Chapter 14.3, Problem 72AYU

To determine

To find: The numbers at which $f$ is continuous.

Answer to Problem 72AYU

Continuous for all real values of $x$ excluding $x=3$ and $x\le 0$.

Interval of continuity: $\left(0,\infty \right)-\left\{3\right\}$.

Explanation of Solution

Given:

$f\left(x\right)=\frac{\text{ln}x}{x-3}$

Calculation:

$f\left(x\right)=\frac{\text{ln}x}{x-3}$

The numerator function $\text{ln}x$ is defined only for $x>0$.

So $f\left(x\right)$ is undefined for $x\le 0$.

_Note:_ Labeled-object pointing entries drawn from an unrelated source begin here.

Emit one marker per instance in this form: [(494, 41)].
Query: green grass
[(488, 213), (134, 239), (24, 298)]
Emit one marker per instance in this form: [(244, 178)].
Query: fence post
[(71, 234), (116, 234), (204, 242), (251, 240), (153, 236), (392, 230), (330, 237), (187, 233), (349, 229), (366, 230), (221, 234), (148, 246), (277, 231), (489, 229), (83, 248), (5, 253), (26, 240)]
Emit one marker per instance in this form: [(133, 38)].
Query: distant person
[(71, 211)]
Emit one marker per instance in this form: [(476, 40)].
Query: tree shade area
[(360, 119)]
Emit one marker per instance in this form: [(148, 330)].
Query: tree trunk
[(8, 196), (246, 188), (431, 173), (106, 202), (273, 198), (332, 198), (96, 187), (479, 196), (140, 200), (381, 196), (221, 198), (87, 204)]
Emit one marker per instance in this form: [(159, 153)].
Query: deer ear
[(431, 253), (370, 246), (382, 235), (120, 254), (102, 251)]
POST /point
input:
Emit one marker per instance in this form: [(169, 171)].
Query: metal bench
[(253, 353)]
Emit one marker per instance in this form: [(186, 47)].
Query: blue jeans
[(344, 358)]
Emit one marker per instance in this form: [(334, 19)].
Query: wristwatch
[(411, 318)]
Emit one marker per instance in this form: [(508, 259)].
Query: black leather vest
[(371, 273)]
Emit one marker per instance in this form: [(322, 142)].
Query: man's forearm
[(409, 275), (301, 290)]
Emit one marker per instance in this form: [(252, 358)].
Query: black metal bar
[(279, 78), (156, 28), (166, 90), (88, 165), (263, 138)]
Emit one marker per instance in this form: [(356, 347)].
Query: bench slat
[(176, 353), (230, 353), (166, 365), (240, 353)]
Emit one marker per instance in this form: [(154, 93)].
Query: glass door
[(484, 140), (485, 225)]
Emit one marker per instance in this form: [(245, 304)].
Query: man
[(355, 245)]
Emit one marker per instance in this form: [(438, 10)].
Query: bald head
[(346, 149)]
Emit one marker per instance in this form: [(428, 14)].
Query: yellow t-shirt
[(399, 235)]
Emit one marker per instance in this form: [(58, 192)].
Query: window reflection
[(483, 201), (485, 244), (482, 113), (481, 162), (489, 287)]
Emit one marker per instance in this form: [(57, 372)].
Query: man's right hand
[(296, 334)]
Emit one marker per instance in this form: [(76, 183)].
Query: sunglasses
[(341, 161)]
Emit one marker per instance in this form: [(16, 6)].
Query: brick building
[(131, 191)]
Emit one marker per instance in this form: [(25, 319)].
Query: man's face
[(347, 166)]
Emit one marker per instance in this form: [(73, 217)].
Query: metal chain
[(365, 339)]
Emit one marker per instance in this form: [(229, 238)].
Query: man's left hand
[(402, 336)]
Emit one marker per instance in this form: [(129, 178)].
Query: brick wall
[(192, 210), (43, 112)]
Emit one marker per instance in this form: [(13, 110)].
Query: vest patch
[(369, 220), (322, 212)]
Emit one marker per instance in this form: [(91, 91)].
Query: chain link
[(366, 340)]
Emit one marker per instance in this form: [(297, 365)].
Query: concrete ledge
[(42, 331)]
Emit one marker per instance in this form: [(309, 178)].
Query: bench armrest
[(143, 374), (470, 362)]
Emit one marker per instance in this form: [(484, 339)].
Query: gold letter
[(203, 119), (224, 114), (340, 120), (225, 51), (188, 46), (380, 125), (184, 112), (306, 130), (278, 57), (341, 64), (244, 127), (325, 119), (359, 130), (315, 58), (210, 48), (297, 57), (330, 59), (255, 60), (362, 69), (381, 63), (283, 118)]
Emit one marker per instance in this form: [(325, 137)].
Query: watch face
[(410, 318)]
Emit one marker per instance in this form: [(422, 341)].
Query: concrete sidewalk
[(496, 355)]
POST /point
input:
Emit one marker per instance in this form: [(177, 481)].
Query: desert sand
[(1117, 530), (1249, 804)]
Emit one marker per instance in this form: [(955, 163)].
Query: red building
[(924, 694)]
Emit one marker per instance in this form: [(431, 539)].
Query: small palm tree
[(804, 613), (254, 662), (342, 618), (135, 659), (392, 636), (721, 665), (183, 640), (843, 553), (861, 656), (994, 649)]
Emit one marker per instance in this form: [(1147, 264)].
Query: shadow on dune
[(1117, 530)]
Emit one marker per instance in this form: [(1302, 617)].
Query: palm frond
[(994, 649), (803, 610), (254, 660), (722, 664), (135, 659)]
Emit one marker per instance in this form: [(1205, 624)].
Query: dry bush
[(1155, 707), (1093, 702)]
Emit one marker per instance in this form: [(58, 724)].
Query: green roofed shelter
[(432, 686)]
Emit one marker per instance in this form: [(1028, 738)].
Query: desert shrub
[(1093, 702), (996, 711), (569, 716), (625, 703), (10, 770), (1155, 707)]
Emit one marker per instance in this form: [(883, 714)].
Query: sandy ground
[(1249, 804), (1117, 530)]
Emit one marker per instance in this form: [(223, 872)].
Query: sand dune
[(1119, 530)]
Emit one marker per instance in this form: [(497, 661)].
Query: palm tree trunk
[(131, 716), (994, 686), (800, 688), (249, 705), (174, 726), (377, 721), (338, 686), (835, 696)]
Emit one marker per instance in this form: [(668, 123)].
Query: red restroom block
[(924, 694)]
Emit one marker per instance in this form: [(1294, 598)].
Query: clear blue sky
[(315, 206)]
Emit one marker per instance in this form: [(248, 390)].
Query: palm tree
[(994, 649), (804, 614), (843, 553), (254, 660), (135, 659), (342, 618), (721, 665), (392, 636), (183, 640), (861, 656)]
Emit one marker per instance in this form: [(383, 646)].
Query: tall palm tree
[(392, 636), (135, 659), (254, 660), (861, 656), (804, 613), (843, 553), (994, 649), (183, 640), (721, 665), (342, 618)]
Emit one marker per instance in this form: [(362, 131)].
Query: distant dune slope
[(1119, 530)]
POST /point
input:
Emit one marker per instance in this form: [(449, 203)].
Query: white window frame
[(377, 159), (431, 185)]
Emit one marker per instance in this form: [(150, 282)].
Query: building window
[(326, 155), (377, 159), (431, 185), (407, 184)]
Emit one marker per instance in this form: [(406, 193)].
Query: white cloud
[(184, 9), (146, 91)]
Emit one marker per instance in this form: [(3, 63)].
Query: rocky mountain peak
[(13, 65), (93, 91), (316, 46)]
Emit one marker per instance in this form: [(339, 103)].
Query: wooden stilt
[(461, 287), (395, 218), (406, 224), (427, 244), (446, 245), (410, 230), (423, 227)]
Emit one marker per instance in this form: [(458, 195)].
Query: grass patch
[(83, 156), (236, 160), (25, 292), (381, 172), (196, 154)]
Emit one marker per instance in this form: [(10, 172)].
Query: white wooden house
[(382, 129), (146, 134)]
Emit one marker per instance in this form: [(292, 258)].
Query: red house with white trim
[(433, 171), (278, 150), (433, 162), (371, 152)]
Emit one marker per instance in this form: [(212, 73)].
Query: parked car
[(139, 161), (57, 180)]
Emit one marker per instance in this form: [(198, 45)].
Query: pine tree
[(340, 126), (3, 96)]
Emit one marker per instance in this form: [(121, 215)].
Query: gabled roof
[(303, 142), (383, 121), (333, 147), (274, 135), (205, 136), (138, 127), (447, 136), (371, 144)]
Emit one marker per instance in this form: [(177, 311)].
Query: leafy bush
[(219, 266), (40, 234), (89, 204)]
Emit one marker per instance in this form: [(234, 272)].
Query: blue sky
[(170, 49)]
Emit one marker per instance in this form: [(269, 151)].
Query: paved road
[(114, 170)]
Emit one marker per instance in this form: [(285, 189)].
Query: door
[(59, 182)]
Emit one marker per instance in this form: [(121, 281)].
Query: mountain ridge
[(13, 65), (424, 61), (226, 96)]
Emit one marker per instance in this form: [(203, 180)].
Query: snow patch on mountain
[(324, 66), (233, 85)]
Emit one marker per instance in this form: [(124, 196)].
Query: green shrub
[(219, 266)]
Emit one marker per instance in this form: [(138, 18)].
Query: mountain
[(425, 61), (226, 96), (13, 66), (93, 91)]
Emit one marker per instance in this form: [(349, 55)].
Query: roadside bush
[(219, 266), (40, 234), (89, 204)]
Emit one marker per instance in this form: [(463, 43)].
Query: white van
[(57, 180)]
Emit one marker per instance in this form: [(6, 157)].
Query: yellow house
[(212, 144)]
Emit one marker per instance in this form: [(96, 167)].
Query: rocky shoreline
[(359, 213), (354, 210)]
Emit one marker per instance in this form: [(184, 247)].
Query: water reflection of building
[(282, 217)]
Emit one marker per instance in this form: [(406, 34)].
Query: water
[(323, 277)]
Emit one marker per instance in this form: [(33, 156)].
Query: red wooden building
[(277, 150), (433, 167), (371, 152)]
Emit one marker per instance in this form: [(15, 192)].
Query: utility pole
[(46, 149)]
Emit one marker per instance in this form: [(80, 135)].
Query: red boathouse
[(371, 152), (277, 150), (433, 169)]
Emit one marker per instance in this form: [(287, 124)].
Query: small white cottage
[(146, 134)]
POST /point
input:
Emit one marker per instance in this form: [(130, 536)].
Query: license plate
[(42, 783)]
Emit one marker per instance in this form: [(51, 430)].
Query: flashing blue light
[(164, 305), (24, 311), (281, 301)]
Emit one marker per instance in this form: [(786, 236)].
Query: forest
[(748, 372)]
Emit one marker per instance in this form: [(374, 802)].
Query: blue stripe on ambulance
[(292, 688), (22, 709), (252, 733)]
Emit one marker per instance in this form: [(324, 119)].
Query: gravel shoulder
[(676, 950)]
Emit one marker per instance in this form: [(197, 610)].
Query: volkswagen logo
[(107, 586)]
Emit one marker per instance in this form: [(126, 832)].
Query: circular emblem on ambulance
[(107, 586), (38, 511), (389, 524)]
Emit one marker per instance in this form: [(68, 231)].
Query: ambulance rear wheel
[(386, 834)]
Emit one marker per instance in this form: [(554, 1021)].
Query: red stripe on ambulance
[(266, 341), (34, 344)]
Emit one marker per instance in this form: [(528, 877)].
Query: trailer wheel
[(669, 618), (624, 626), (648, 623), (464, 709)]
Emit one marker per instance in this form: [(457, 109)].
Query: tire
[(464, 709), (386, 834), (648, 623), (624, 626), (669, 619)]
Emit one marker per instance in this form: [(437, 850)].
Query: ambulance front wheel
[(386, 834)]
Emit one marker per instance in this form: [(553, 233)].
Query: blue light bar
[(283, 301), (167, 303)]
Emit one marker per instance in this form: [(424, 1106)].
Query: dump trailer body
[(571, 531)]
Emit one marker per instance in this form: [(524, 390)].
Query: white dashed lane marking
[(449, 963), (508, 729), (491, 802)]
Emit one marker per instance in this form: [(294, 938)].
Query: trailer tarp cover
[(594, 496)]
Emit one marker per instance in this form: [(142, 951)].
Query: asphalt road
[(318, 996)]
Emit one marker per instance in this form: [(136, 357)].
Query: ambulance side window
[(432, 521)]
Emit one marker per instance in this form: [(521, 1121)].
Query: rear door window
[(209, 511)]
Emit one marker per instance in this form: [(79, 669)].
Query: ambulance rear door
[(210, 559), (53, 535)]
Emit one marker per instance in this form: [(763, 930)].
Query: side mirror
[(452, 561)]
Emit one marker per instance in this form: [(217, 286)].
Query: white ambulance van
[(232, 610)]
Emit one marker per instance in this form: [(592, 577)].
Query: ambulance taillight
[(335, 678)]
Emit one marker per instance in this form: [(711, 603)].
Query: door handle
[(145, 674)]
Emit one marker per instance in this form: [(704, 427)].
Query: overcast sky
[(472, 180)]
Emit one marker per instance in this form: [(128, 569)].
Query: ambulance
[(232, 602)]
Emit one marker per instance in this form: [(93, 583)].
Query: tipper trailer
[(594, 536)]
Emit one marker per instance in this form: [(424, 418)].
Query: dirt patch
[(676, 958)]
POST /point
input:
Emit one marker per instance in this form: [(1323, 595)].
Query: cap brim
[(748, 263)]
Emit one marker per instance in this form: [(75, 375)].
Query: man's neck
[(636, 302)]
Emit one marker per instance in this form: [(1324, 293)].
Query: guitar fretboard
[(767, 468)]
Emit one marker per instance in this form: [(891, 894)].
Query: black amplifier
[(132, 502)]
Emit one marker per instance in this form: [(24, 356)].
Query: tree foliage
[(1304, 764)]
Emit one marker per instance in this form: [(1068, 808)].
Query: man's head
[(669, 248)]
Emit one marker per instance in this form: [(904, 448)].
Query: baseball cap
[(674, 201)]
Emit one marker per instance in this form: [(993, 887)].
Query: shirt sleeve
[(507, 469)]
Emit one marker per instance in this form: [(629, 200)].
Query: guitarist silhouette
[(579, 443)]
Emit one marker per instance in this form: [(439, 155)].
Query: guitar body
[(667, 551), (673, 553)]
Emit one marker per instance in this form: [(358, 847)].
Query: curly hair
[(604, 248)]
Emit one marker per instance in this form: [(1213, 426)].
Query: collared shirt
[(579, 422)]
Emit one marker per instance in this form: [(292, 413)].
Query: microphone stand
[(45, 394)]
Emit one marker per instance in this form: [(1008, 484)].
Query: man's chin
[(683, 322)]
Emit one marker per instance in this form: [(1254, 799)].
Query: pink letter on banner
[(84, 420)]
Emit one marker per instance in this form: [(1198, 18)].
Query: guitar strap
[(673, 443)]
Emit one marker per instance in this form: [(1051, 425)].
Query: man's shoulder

Moreover, the denominator function becomes zero when $\left(x-3\right)=0$; ie $x=3$.

So $f\left(x\right)$ is undefined for $x=3$.

Since $f\left(x\right)=\frac{\text{ln}x}{x-3}$ is undefined for $x\le 0,x=3$; therefore $f\left(x\right)=\frac{\text{ln}x}{x-3}$ is continuous for all real numbers excluding $x\le 0$ and $x=3$.

Thus the interval on which $f$ is continuous is $\left(0,\infty \right)-\left\{3\right\}$.